South Africa

South Africa’s secret weapon

South Africa has an immense demographic dividend, with its working population growing at the same rate as its total population. 

However, while this is a tailwind, with a stagnant economy unable to absorb a growing number of working-aged individuals, problems may arise. 

This is feedback from Allan Gray’s chief investment officer, Duncan Artus, who explained how South Africa can benefit from the demographic tailwind. 

Often termed the demographic dividend, the tailwind refers to the accelerated growth that can occur when a country experiences a growing workforce. 

A larger proportion of the population being of working age can boost economic growth through increased savings, increased labour force participation, and investment in human capital. 

Artus explained that the tailwind is a common factor among emerging markets that have grown strongly in recent decades, as a growing workforce is central to strong economic growth, with exceptional productivity growth. 

Speaking at Allan Gray’s The Times investment update for the first quarter of 2025, Artus tried to end his presentation with some positivity regarding South Africa’s future. 

“This is my last slide because a lot of the questions are negative on South Africa, but we have one good thing going for us in the country versus the developed world,” Artus said. 

“We have a growing population and, crucially, we have a growing young population that is able to work and grow the economy.” 

In contrast, the population in many developed countries, particularly in Western Europe and Japan, are shrinking as their replacement rate is below 2.1. 

More worryingly for these countries is that their workforce is shrinking even faster than their total population, resulting in a rapid decline in ‘producers’.

This is a major problem for countries like Germany and Japan, which have extensive pension systems and elderly support programmes that require state funding. 

With an increase in people being paid pensions and receiving elderly care due to ageing populations, increasing pressure is being placed on these systems. 

At the same time, the workforce, and thus tax base, of these countries is shrinking, presenting a significant fiscal crisis. 

South Africa is on the opposite side of the equation in this regard, with a young population that is growing. This should, in theory, produce a tailwind for the local economy. 

South Africa’s unemployment problem

However, Artus warned that this tailwind is at risk of being wasted in an economy that has not meaningfully grown in the past decade. 

“We have a lot of young people and we have a lot of young people in the workforce, but we do not have an expanding labour force participation rate,” Artus said. 

“As our chairman, Ian Liddle, says, ‘It does not help if you have got a lot of young people that do not have a job’.”

This creates a problem of its own, with a young population that is at risk of becoming dissatisfied and willing to participate in extreme governance changes. 

Political and economic analyst Dr Frans Cronje explained that the easiest way to take energy away from radical and populist politics in South Africa is to grow the economy. 
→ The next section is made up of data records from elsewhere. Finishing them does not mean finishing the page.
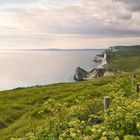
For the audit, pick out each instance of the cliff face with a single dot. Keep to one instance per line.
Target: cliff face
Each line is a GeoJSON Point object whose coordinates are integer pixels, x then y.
{"type": "Point", "coordinates": [80, 74]}
{"type": "Point", "coordinates": [100, 71]}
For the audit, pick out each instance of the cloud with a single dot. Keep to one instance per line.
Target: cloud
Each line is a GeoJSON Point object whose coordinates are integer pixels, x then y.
{"type": "Point", "coordinates": [41, 21]}
{"type": "Point", "coordinates": [98, 17]}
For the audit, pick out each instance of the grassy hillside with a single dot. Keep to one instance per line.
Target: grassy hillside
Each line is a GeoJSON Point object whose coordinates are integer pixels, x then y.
{"type": "Point", "coordinates": [74, 111]}
{"type": "Point", "coordinates": [127, 59]}
{"type": "Point", "coordinates": [71, 110]}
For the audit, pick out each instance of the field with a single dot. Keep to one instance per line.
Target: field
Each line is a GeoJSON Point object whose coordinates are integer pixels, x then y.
{"type": "Point", "coordinates": [74, 111]}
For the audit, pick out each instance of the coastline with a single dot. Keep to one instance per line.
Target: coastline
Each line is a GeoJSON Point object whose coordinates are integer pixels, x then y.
{"type": "Point", "coordinates": [98, 71]}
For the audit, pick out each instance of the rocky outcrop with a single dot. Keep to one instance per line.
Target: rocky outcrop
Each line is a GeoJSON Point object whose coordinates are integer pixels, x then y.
{"type": "Point", "coordinates": [100, 71]}
{"type": "Point", "coordinates": [80, 74]}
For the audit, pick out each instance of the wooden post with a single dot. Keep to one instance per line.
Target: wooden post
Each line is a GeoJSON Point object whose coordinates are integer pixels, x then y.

Cronje explained during a PSG Think Big webinar that South Africans are an incredibly moderate population, but without economic growth, populism may continue to grow. 
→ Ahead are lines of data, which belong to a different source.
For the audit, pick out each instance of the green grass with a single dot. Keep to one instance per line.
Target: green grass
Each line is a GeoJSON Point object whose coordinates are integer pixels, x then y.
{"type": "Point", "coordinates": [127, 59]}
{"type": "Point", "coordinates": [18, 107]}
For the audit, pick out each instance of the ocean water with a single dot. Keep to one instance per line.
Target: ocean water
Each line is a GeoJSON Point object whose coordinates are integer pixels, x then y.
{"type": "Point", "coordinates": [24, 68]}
Data indicates that around seven to eight South Africans of ten all share the same moderate values, such as a desire for increased security, free markets, and a free and open society. 

However, this may shift if the living standards of South Africans continue to stagnate and, in some cases, decline. 

Over the past decade, the country has only managed to grow at an annual rate of 0.8% compared to a population growth rate of 1.6%.

This means that, on average, South Africans have gotten steadily poorer over the past decade, leading to increased dissatisfaction. 

The good thing is that, along with the demographic tailwind, South Africa’s economy is poised for rapid growth if the right policies are adopted. 

Cronje explained that if the country can improve its fixed investment rate by ten percentage points to 25% of GDP, South Africa could easily grow at 4% per annum. 

If the country can achieve this growth rate and sustain it for the next twenty years, then unemployment will drop to 10% and the energy behind most populist politics will be dismissed.